The study by the Family and Childcare Trust found that sending a child in Britain aged under two to nursery part-time, for 25 hours a week, now costs £122 - up 7 per cent on last year.
For a child aged two to attend for 25 hours, the cost is £119 a week, up 6 per cent.
It suggests that the price rises could be down to a new policy which offers parents 30 hours of free childcare for children aged three and four.
"Where the prices providers are paid by local authorities are less than the prices they can change parents, they may put prices up elsewhere to compensate," the report said.
To be eligible for the policy, which came into force last September, parents must be working at least 16 hours a week at the national minimum wage, and neither can be earning more than £100,000.
It's absolutely no surprise that parents – and especially those with younger children, many of whom aren't eligible for 'free entitlement' schemes – are seeing significant childcare cost increases.
The Trust said most local authorities were "unsure" about the effect the policy had had on prices, but added that "where they have seen an impact it has tended to be towards a rise, particularly for three and four year olds outside the entitlement".

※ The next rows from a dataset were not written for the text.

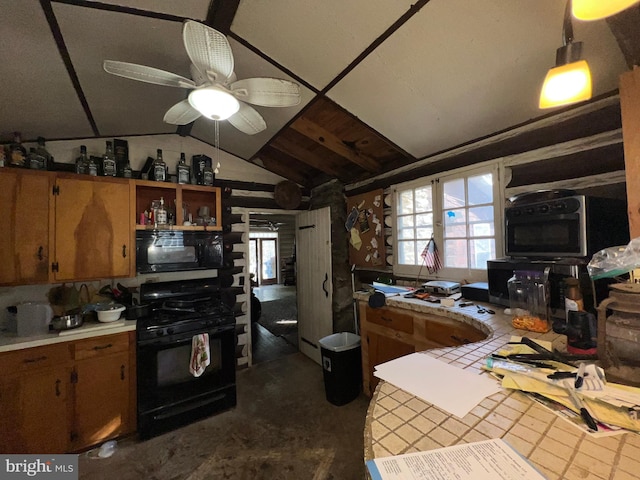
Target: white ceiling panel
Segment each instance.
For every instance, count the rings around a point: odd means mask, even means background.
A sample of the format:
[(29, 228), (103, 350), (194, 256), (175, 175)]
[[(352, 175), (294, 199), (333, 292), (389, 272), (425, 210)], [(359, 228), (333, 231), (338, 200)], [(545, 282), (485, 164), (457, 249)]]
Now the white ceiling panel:
[(164, 13), (177, 17), (204, 20), (207, 18), (209, 4), (213, 0), (180, 0), (178, 2), (158, 0), (90, 0), (93, 3), (106, 3), (119, 7), (135, 8), (147, 12)]
[(231, 30), (322, 89), (402, 16), (407, 0), (241, 0)]
[[(189, 76), (182, 23), (54, 4), (54, 12), (100, 135), (175, 132), (162, 121), (187, 90), (110, 75), (103, 60), (120, 60)], [(126, 33), (125, 33), (126, 32)]]
[(0, 140), (93, 135), (40, 2), (2, 1), (0, 18)]
[[(235, 73), (239, 80), (252, 77), (273, 77), (292, 80), (280, 69), (256, 55), (233, 39), (229, 39), (235, 60)], [(289, 122), (313, 98), (313, 92), (301, 86), (301, 102), (295, 107), (258, 107), (254, 108), (267, 123), (267, 129), (256, 135), (240, 132), (229, 122), (220, 122), (220, 148), (248, 160), (268, 142), (284, 125)], [(197, 120), (192, 135), (211, 145), (215, 143), (214, 123), (211, 120)]]
[[(432, 0), (329, 96), (422, 158), (546, 114), (538, 95), (562, 44), (564, 2)], [(575, 25), (594, 95), (626, 71), (606, 22)]]

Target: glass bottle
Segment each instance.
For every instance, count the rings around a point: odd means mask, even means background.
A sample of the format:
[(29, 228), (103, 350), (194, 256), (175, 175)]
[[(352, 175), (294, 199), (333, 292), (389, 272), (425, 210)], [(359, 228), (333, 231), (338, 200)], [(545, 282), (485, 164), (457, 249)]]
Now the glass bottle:
[[(153, 179), (156, 182), (164, 182), (167, 180), (167, 165), (162, 159), (162, 150), (159, 148), (156, 159), (153, 162)], [(160, 222), (158, 222), (160, 223)]]
[(0, 145), (0, 168), (7, 166), (7, 150), (4, 145)]
[(202, 172), (202, 184), (213, 187), (214, 178), (215, 175), (213, 173), (213, 168), (211, 168), (209, 165), (205, 165), (204, 171)]
[(158, 225), (166, 225), (167, 221), (167, 209), (164, 207), (164, 197), (160, 197), (160, 206), (156, 210), (155, 222)]
[(102, 175), (107, 177), (116, 176), (116, 157), (113, 154), (113, 143), (107, 141), (107, 148), (102, 156)]
[(89, 156), (89, 161), (87, 162), (87, 173), (92, 177), (98, 176), (98, 164), (93, 160), (92, 156)]
[(27, 150), (22, 146), (20, 132), (14, 132), (13, 143), (9, 145), (9, 165), (12, 167), (25, 167)]
[(89, 173), (89, 160), (87, 160), (87, 146), (80, 145), (80, 156), (76, 158), (76, 173), (86, 175)]
[(543, 272), (516, 270), (507, 282), (511, 324), (515, 328), (545, 333), (550, 329), (548, 286)]
[(53, 170), (53, 155), (51, 155), (44, 146), (44, 137), (38, 137), (38, 146), (36, 147), (36, 153), (44, 158), (43, 170)]
[(133, 170), (131, 169), (131, 164), (129, 163), (128, 160), (127, 160), (127, 163), (125, 163), (124, 167), (122, 168), (122, 176), (124, 178), (133, 177)]
[(29, 149), (29, 155), (27, 157), (29, 159), (29, 168), (31, 170), (45, 170), (47, 165), (47, 160), (39, 155), (35, 147), (31, 147)]
[(189, 165), (187, 165), (187, 160), (184, 156), (184, 152), (180, 153), (180, 161), (178, 162), (178, 166), (176, 167), (176, 174), (178, 176), (178, 183), (189, 183), (191, 170), (189, 168)]
[(580, 281), (577, 278), (569, 277), (564, 281), (566, 290), (564, 292), (564, 309), (567, 320), (570, 311), (584, 310), (584, 300), (580, 291)]

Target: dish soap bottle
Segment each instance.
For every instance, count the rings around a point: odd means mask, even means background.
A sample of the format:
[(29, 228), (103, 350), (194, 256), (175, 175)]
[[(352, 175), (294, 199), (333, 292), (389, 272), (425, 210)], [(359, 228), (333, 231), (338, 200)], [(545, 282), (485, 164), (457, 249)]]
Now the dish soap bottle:
[(107, 148), (102, 157), (102, 174), (108, 177), (116, 176), (116, 157), (113, 154), (113, 143), (107, 141)]
[(160, 148), (158, 149), (156, 159), (153, 162), (153, 179), (156, 182), (164, 182), (167, 180), (167, 165), (162, 159), (162, 149)]
[(180, 161), (178, 162), (178, 166), (176, 167), (178, 174), (178, 183), (189, 183), (190, 177), (190, 169), (189, 165), (187, 165), (187, 161), (184, 157), (184, 152), (180, 153)]
[(160, 206), (156, 210), (155, 219), (158, 225), (167, 224), (167, 209), (164, 208), (164, 197), (160, 197)]

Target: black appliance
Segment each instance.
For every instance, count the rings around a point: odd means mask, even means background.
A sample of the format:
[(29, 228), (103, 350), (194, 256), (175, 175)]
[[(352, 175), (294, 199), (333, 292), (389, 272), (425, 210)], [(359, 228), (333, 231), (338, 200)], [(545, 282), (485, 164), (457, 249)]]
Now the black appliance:
[[(236, 405), (235, 317), (217, 279), (144, 283), (149, 316), (136, 323), (138, 433), (147, 439)], [(209, 335), (211, 363), (189, 371), (194, 335)]]
[(139, 230), (136, 272), (179, 272), (223, 266), (220, 232)]
[(553, 331), (567, 336), (567, 352), (582, 355), (597, 353), (598, 321), (593, 313), (568, 312), (567, 320), (553, 322)]
[[(538, 197), (540, 198), (540, 197)], [(590, 257), (629, 242), (626, 202), (585, 195), (523, 195), (505, 208), (505, 253), (510, 257)]]

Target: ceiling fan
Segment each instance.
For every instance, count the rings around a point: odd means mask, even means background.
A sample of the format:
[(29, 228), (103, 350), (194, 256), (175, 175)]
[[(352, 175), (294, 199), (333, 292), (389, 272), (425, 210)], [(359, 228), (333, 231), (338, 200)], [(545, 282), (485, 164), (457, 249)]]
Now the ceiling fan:
[(173, 125), (186, 125), (200, 116), (228, 120), (249, 135), (267, 128), (262, 115), (249, 106), (291, 107), (300, 103), (297, 83), (279, 78), (237, 80), (231, 47), (222, 33), (193, 20), (185, 20), (182, 39), (191, 59), (191, 77), (134, 63), (105, 60), (104, 70), (141, 82), (191, 89), (186, 100), (176, 103), (164, 116)]

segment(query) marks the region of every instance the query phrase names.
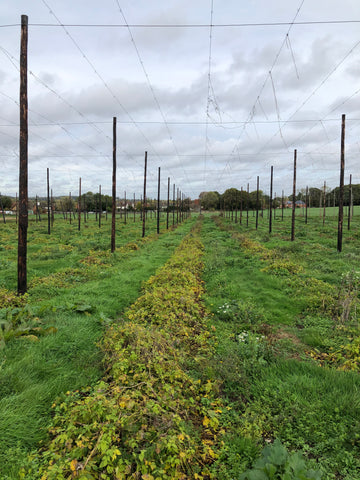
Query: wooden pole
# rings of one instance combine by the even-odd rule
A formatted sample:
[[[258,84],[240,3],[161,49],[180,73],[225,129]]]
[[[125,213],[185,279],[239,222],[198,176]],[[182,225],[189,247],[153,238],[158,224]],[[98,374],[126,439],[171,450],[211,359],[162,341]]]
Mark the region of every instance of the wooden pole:
[[[272,231],[272,195],[273,195],[273,173],[274,167],[270,169],[270,199],[269,199],[269,233]]]
[[[173,214],[172,214],[172,224],[175,225],[175,183],[173,184]]]
[[[294,150],[294,177],[293,177],[293,201],[292,201],[292,216],[291,216],[291,241],[295,240],[295,196],[296,196],[296,157],[297,151]]]
[[[135,193],[134,193],[134,223],[136,220],[136,199],[135,199]]]
[[[241,191],[240,191],[240,225],[242,224],[242,216],[243,216],[243,187],[241,187]]]
[[[255,228],[257,230],[259,223],[259,177],[256,178],[256,219]]]
[[[101,185],[99,185],[99,228],[101,228],[101,213],[102,213]]]
[[[18,194],[16,192],[16,194],[15,194],[15,223],[16,223],[16,225],[18,224],[18,210],[19,210]]]
[[[79,200],[78,200],[78,230],[81,229],[81,177],[79,178]]]
[[[50,213],[50,173],[49,169],[46,169],[46,184],[47,184],[47,217],[48,217],[48,235],[50,235],[50,222],[51,222],[51,213]]]
[[[323,190],[323,226],[325,225],[325,216],[326,216],[326,181],[324,181],[324,190]]]
[[[19,142],[19,227],[18,227],[18,294],[27,291],[28,230],[28,94],[27,94],[28,17],[21,15],[20,46],[20,142]]]
[[[112,170],[112,205],[111,205],[111,253],[115,252],[116,226],[116,117],[113,117],[113,170]]]
[[[179,187],[176,190],[176,225],[179,225]]]
[[[145,209],[146,209],[146,173],[147,173],[147,152],[145,152],[145,164],[144,164],[144,196],[143,196],[143,224],[142,224],[142,236],[145,237]]]
[[[306,185],[306,193],[305,193],[305,223],[308,223],[308,203],[309,203],[309,187]]]
[[[124,225],[126,225],[126,191],[124,192],[124,201],[125,201],[125,205],[124,205]]]
[[[170,208],[170,177],[168,177],[168,189],[167,189],[166,230],[169,229],[169,208]]]
[[[249,190],[250,185],[247,184],[247,196],[246,196],[246,226],[249,226],[249,195],[250,195],[250,190]]]
[[[340,153],[340,189],[339,189],[339,222],[337,251],[342,251],[343,221],[344,221],[344,171],[345,171],[345,115],[341,119],[341,153]]]
[[[158,196],[157,196],[156,231],[157,231],[157,234],[160,233],[160,167],[158,169]]]
[[[69,192],[69,217],[70,217],[70,225],[71,225],[71,192]]]

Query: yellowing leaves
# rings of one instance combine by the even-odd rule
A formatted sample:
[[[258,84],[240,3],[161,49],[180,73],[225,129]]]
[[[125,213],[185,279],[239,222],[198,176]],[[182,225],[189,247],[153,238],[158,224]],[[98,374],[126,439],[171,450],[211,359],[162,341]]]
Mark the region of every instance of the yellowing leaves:
[[[205,416],[202,423],[204,427],[208,427],[210,425],[210,419]]]
[[[77,461],[76,459],[71,460],[70,470],[71,470],[72,472],[76,472],[76,470],[77,470],[77,465],[78,465],[78,461]]]

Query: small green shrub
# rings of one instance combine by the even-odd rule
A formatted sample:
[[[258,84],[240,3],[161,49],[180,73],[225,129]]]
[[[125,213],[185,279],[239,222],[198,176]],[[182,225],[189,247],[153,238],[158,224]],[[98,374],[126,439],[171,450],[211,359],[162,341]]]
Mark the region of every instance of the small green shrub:
[[[251,301],[225,302],[218,307],[216,316],[224,322],[238,322],[248,326],[258,325],[266,320],[264,311]]]
[[[254,468],[247,470],[239,480],[320,480],[321,472],[307,468],[299,453],[288,453],[280,440],[267,445]]]

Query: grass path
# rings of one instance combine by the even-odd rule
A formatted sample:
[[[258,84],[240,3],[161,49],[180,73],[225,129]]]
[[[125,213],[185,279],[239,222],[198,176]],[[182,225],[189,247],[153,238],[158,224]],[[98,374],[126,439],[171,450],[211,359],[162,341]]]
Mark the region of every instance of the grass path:
[[[360,478],[359,374],[321,368],[306,355],[306,321],[315,319],[313,335],[324,337],[334,332],[333,320],[324,311],[306,312],[305,293],[290,295],[293,287],[287,288],[297,275],[264,271],[263,252],[250,259],[233,233],[205,219],[203,278],[218,338],[214,370],[232,407],[216,478],[237,478],[275,438],[302,451],[326,480]],[[310,281],[310,268],[302,275]]]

Neil Leitch, chief executive of the Pre-school Learning Alliance, which represents childcare providers, said: "Childcare funding has failed to match the cost of delivering places, forcing many early years providers to increase parent fees to plug this funding shortfall.
"The introduction of the 30 hours has only served to exacerbate this problem and so it's absolutely no surprise that parents – and especially those with younger children, many of whom aren't eligible for 'free entitlement' schemes – are seeing significant childcare cost increases."
Nadhim Zahawi, minister for children and families, said: “The most pleasing finding in the Family Childcare Trust’s report is that parents are now spending less of their wages on that childcare as a result of the steps this government has taken.
“There are always challenges when implementing any new policy but we are investing record amounts in childcare – around £6billion a year by 2020 – and are working with the sector, which has responded well to the 30 hour roll out to address them."